Visitors can play a round of golf at the Pictou Golf and Country Club. An extensive network of walking and adventure trails are available year-round for hiking and biking in the summer and skiing in the winter. The Jitney Trail extends three kilometres along the waterfront to the site where the passengers of the Hector came ashore. It follows the path of the train tracks that once carried both freight and passengers to and from Pictou and derives its name from the noisy diesel electric train that used that line from the 1890's to the 1960's.

The Short Line Trail continues from Browns Point to Scotsburn, passing the site where the Mile Bridge that was lost to fire in 1993 came ashore. This line once provided a fast route for westbound Pictou County coal, that is the main line, via Truro, but due to declining freight traffic was abandoned in 1985. The Fitzpatrick Mountain Trail from Scotsburn to Millsville is a narrow, woodland hiking trail offering a more challenging adventure and more suitable for hiking, skilled mountain bikers and trail runners. The trail was developed entirely by the Pictou County Trails Association with the cooperation of landowners along the route.

The Munro's Island Nature Reserve located near the Caribou Provincial Park is home to a number of species of wildlife indigenous to the area, including eagles, geese, ducks, osprey and fox. The land was turned over to the provincial government in 1992 for use as a protected site and now offers visitors an opportunity to explore and hike around the island, in hopes of catching a glimpse of wildlife in their natural habitat.

Mr. Speaker, bird watching has long attracted visitors to Pictou County. Bald eagles and osprey are common to the region and make nests in various areas of the county. The nesting site beside the Harvey A. Veinot Causeway, named after the longtime MLA for Pictou West and a former Speaker of this House, provides a unique opportunity to get a close-up view of this migrating species who return to this site every year. This has, indeed, become a major landmark in Pictou County. In fact, t-shirts are sold in the local shops that have a picture of a cormorant on them, along with the name of the town for which they have helped to make famous.

Mr. Speaker, as you can see, ecotourism has already taken a firm hold on our constituency. I have keyed in only on the more popular activities that are available to tourists in the local areas alike. During the winter months the fun does not stop. There are over 500 kilometres of snowmobile trails throughout Pictou County. Sleigh rides are always a popular family activity. Winter carnivals are held during the cold winter months of January and February. Ice sculpturing, snow-shoeing, skating parties and dances are just some of the activities common to these events. Do not forget the popular pancake and sausage suppers. Winter, summer, spring and fall, Pictou West offers something for everyone. Whether you are a local resident or a tourist from afar, the opportunities are endless for adventure and

[Page 1573]

entertainment. It is important to get this message out, not only to Nova Scotians but to the world. These opportunities must be seized and new ones found.

Mr. Speaker, for example, representatives from the Pictou Heritage Quay and Pictou recently attended the Atlantic Canada Showcase in Prince Edward Island.
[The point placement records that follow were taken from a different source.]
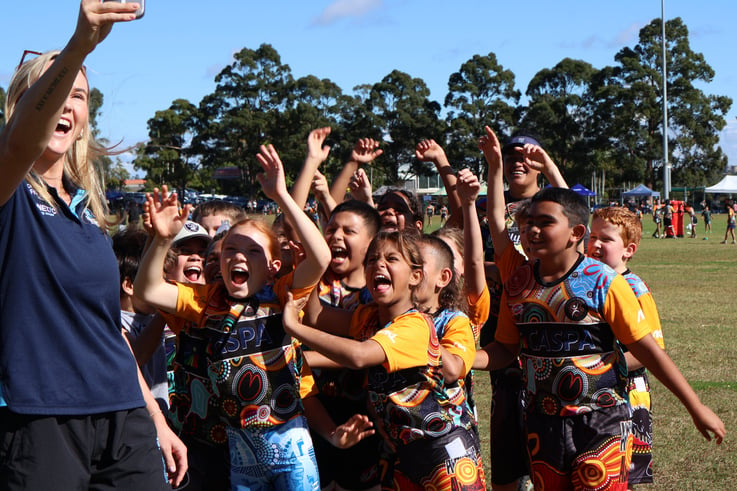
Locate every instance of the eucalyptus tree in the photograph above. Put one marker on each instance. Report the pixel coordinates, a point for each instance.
(401, 103)
(480, 93)
(694, 118)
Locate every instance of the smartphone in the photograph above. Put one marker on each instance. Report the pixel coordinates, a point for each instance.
(141, 9)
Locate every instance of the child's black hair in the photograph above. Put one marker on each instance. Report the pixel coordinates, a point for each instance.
(574, 207)
(450, 297)
(415, 206)
(368, 213)
(128, 245)
(218, 207)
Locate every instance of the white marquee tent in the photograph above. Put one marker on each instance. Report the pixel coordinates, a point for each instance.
(727, 185)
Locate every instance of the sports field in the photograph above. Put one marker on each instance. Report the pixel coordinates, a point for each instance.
(694, 282)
More than 300 buyers and sellers in the motor coach industry were present for this event, which provided the opportunities for Atlantic Canada to demonstrate the world-class products we have to offer. My constituency, the County of Pictou and the Province of Nova Scotia all have world-class products to offer with respect to tourism.

With this in mind, I feel the decision to create a new Department of Tourism and Culture is a necessary and positive step to utilizing this vibrant industry for the entire province. I am especially pleased to see in the Speech from the Throne this government's recognition not only of the importance of the tourism industry in this province, but also the importance of this industry to the economic future of rural Nova Scotia. This is of particular interest to the people of my constituency and also to the many other Nova Scotians who stand to benefit from this commitment.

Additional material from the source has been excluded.